Friday, December 09, 2005

To Be or Not to Be an American

A friend to this ground, and liegeman to the Dane, has asked in the nicest possible way (through baldfaced -- and highly welcome -- bribery) that a question be posed to the Two or Three Gathered in My Name (a concept he is pleased to call "the Jingosphere," which monicker I like so much I want to hug it and squeeze it and name it George).

Here, then, is our friend's question:

If you were in a mixed marriage (Canadian and United Statian) and faced with the decision, would you, if he were not already a citizen, apply for U.S. citizenship for your five-year-old son? Would the draft figure in your thinking? Or would Canadian-by-birth be good enough for your kids, despite the possible advantages of dual citizenship?

Me, I'm torn. You got your pros and then on the other hand you got your cons. I've known dual-citizen kids, but their dualities spanned widely disparate countries like Sweden and Pakistan, and their choices were stark. One kid I knew didn't dare set foot in his native Uruguay for fear of being snapped up by the Uruguayan Army for compulsory military service -- this in a time when Uruguay was a nasty military dictatorship. This one's much more, what's the word, nuanced.

So we're throwing it out to (wait for it!) the Jingosphere. (God, isn't it wonderful?)

Please post your thoughts in the Comments section.


Sluggo said...

5 years ago (when the oldest was 9 and the youngest was 3) it was inertia alone that kept us from filing the papers... so sad that it is no longer a no-brainer, since W.

Bobby Lightfoot said...

Canadian all the way- fewer dirty looks when they travel.

roncvex- to anger someone with an electric razor.

Derryl Murphy said...

A friend moved here from Texas when he was 9. He decided when he was approaching draft age (even though there was no draft) to become solely a Canucklehead. I do know that folks are less antagonistic towards us; even when I just lived in the US, I got bad vibes from some folk.

Mind you, I also got some of that from Americans because I was a Canadian.


Kevin Wolf said...

Had I the family connections or any other grounds to do so, I'd try for dual citizenship. If not, guess I'd "stay American."
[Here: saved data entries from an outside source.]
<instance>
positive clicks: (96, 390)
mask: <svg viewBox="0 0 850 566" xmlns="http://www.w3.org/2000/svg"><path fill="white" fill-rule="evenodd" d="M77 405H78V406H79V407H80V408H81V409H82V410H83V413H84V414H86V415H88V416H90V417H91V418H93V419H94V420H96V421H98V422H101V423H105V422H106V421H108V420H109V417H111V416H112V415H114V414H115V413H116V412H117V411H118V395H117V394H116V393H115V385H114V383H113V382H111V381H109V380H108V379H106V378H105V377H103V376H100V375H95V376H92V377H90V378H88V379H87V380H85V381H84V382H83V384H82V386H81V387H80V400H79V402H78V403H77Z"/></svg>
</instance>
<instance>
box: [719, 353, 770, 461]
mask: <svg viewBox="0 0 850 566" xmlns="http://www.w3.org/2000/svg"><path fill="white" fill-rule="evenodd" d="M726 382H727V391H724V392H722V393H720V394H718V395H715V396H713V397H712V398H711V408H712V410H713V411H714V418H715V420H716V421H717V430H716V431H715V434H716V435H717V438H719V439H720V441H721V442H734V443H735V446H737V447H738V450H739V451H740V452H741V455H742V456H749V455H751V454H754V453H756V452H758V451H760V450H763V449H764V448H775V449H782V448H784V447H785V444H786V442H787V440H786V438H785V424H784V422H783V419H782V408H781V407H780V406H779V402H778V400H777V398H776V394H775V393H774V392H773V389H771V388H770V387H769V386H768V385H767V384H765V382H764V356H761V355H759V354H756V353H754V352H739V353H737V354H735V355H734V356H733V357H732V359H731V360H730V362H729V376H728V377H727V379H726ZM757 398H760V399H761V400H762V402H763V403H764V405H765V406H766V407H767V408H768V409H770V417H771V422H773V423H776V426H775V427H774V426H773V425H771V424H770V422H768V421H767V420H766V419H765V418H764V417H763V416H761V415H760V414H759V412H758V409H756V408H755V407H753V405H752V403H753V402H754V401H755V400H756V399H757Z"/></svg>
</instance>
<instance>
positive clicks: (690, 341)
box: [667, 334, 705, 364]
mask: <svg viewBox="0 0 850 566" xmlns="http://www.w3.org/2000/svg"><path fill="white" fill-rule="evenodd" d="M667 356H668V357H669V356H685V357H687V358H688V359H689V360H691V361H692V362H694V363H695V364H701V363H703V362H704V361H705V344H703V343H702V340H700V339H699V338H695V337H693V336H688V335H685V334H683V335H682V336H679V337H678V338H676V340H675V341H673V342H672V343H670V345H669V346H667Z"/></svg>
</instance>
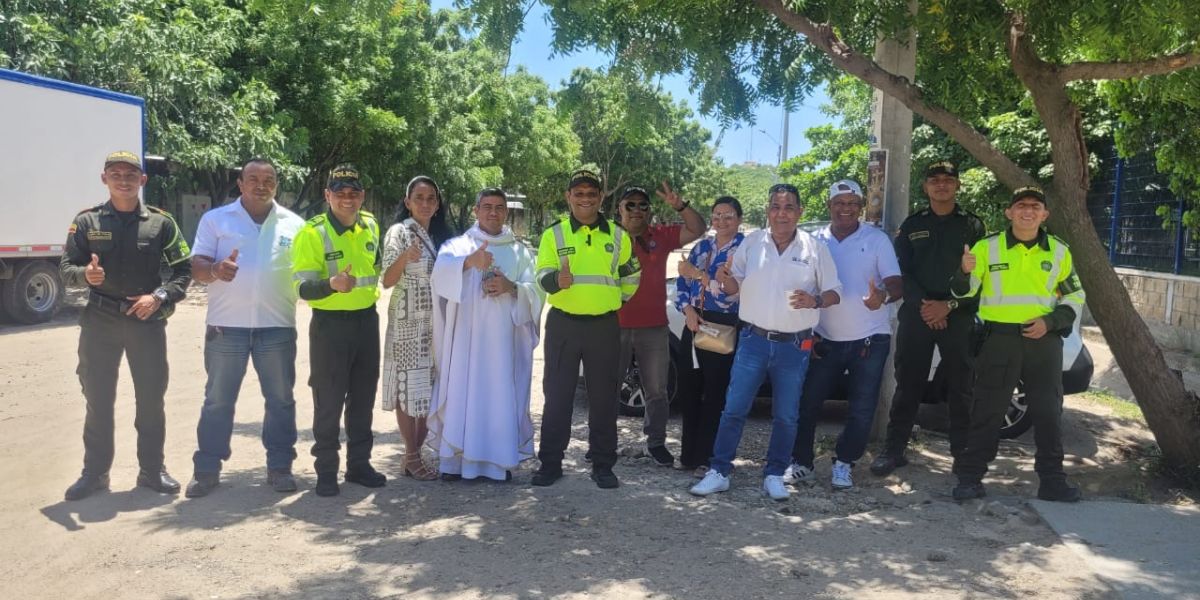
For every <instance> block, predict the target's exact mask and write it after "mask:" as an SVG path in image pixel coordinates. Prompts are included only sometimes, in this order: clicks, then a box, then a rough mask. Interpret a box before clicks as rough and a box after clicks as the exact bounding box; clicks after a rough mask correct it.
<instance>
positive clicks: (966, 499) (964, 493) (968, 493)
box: [950, 481, 988, 502]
Sometimes I think I'd kill for Irish or other citizenship if only to have more options.

qdygfe - OK, so Col. Muammar Qdygfe DID offer me citizenship in Libya but that one I turned down.

XTCfan said...

Given the combination, I'd see no particular advantage to American citizenship for my hypothetical son. The more I learn aboot Canada, the more I like it ... given the U.S.'s religious and political leanings, and the trend of global warming, the Great White North is looking better all the time.

Plus, we in the U.S. have to worry about bbufshfw

Matt said...

Is this a trick question?

helmut said...

I, an American, wish to live in France again. My wife, who is French, prefers to stay in the US. Dual citizenship makes it possible for us to choose our mess.

I say always go for multiple citizenship. As many as you can.

Devil's Rancher said...

You know, I would have preferred "Neddisphere."

drkvxe-- those who inhabit the demimonde of the Neddisphere.

(Canadian citizenship should do just fine.)

momula said...

This "choice" makes me uneasy. I feel like you should just go with what you're born with, like blue eyes or red hair or a crooked nose.
On the other hand, I've heard that US colleges are better than Canadian colleges, and if you're talking about becoming an "international" student, maybe it all comes down to the dineros.

jrfcapyb - the disguise you wear to pass as a Canadian

Campaspe said...

If a devout lurker may offer an opinion, here is mine. Your friend should get as many sets of papers as possible. (Ours are American and French; we are living in Canada at the moment.) If there should be a U.S. draft, it should be possible to avoid it well before he comes of age, if you have the proper permissions to up & move to Canada. Mr. Lightfoot's point can be addressed by traveling on the Canadian passport. And as Momula says, the child might benefit from American citizenship even if he is living in Canada, should he want to attend a U.S. university.

Mr. Bush will not be president forever. It only seems that way.